Mayor Rudy. Giuliani may be trying to airbrush himself a softer election year image, but in his FY 1998 budget–for the third year in a row–he has attempted to axe health care for uninsured children.
The mayor has called for $10.1 million in cuts from the city Health and Hospitals Corporation budget that pays for the operation of 41 child health clinics serving uninsured children. In operation since the late 1800s, the clinics provide health examinations, immunizations and dental services for kids along with pre-natal care for mothers. Although the federal government pays for Medicaid-insured children at the clinics, the city contribution–matched by $4 million in state funds–pays for children with no public or private coverage, many of them immigrants.

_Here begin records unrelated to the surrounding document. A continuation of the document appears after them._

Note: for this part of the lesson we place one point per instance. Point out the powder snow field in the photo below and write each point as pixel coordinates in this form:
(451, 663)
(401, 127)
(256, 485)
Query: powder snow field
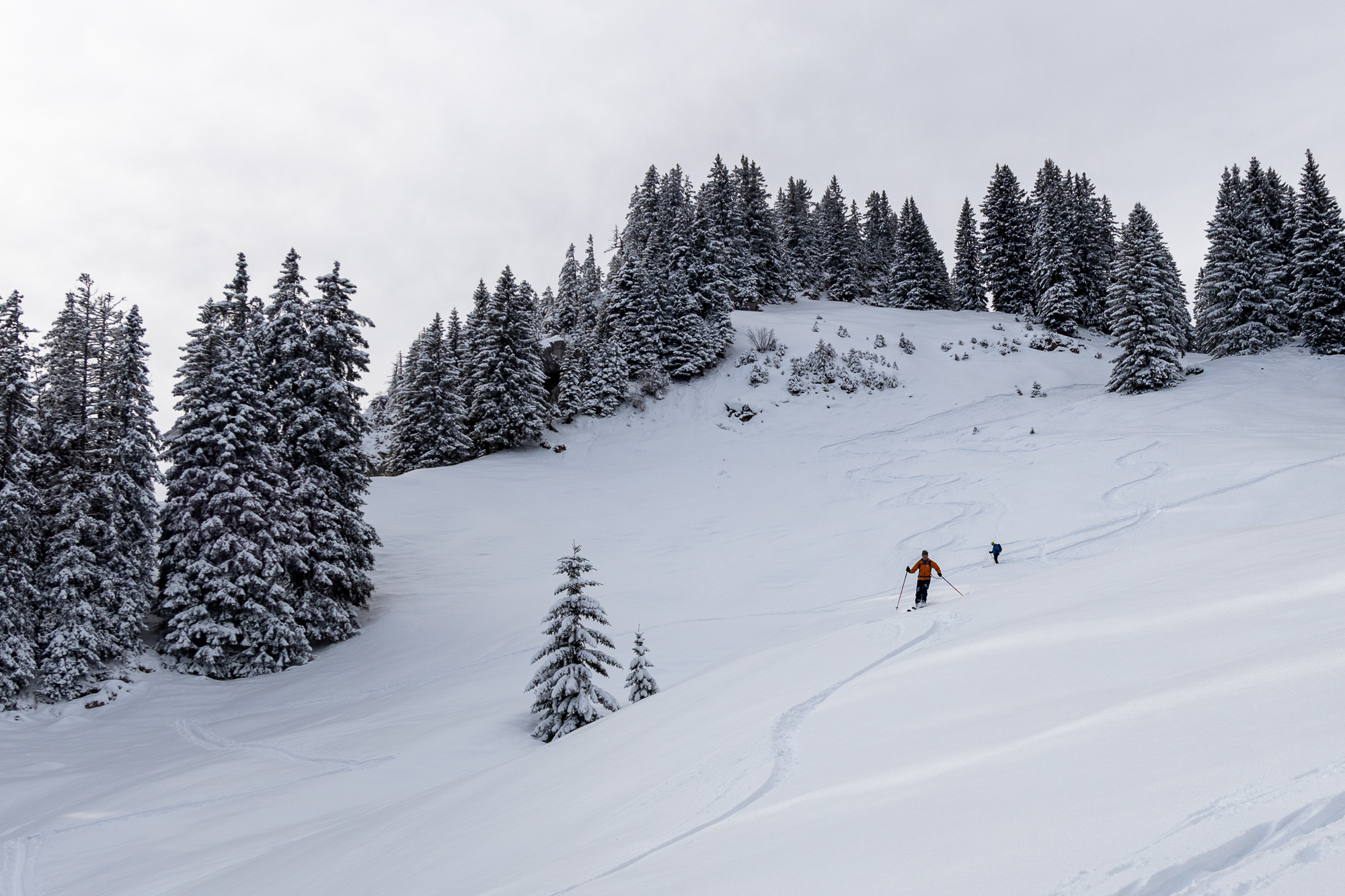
(1144, 697)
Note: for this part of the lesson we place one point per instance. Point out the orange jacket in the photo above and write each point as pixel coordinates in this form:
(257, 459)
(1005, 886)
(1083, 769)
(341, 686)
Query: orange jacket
(923, 565)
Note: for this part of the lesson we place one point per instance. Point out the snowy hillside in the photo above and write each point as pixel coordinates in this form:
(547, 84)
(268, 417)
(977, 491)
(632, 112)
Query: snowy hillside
(1144, 697)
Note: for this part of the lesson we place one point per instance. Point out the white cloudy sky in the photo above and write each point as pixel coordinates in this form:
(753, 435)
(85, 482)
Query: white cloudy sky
(428, 145)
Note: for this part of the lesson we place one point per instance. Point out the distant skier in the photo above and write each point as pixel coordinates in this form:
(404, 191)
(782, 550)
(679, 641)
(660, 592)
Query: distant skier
(923, 565)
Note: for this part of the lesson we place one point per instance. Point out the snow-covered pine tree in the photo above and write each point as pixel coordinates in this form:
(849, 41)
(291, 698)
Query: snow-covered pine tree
(566, 314)
(1052, 263)
(719, 257)
(77, 628)
(1050, 181)
(1272, 214)
(467, 346)
(329, 467)
(299, 386)
(20, 506)
(566, 696)
(641, 681)
(646, 329)
(689, 346)
(1141, 309)
(227, 526)
(919, 278)
(1319, 264)
(1007, 244)
(798, 244)
(609, 376)
(765, 276)
(431, 425)
(969, 291)
(130, 474)
(880, 236)
(509, 400)
(1093, 249)
(575, 377)
(591, 290)
(545, 313)
(454, 338)
(839, 248)
(1243, 310)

“This is a kissing-babies kind of an issue, so I don’t understand why the hell the mayor would want to cut it,” says Leon Ransom, legislative aide to Brooklyn Democrat Enoch Williams, who chairs the City Council’s health committee.
Advocates are “as certain as we can possibly be” that the council will restore $6 million for the child health clinics, as it has each time the mayor has made this threat, says Suri Duitch, staff associate with the Citizens Committee for Children of New York. However, she adds, that won’t address the fact that many clinics are housed in buildings in a state of advanced disrepair. Nor will that amount cover the $2.5 million in collective bargaining agreements that have gone unpaid since 1994.
“Our long-term goal is to make the clinics.’ financial and organizational status permanent,” Duitch said. “They’re well-run, but they can’t continue to function with a sword over their heads”
Budget negotiations were about to get underway when City Limits went to press, and the fate of the child health clinics is likely to be decided by mid-June. Calls to the HHC press office were not returned.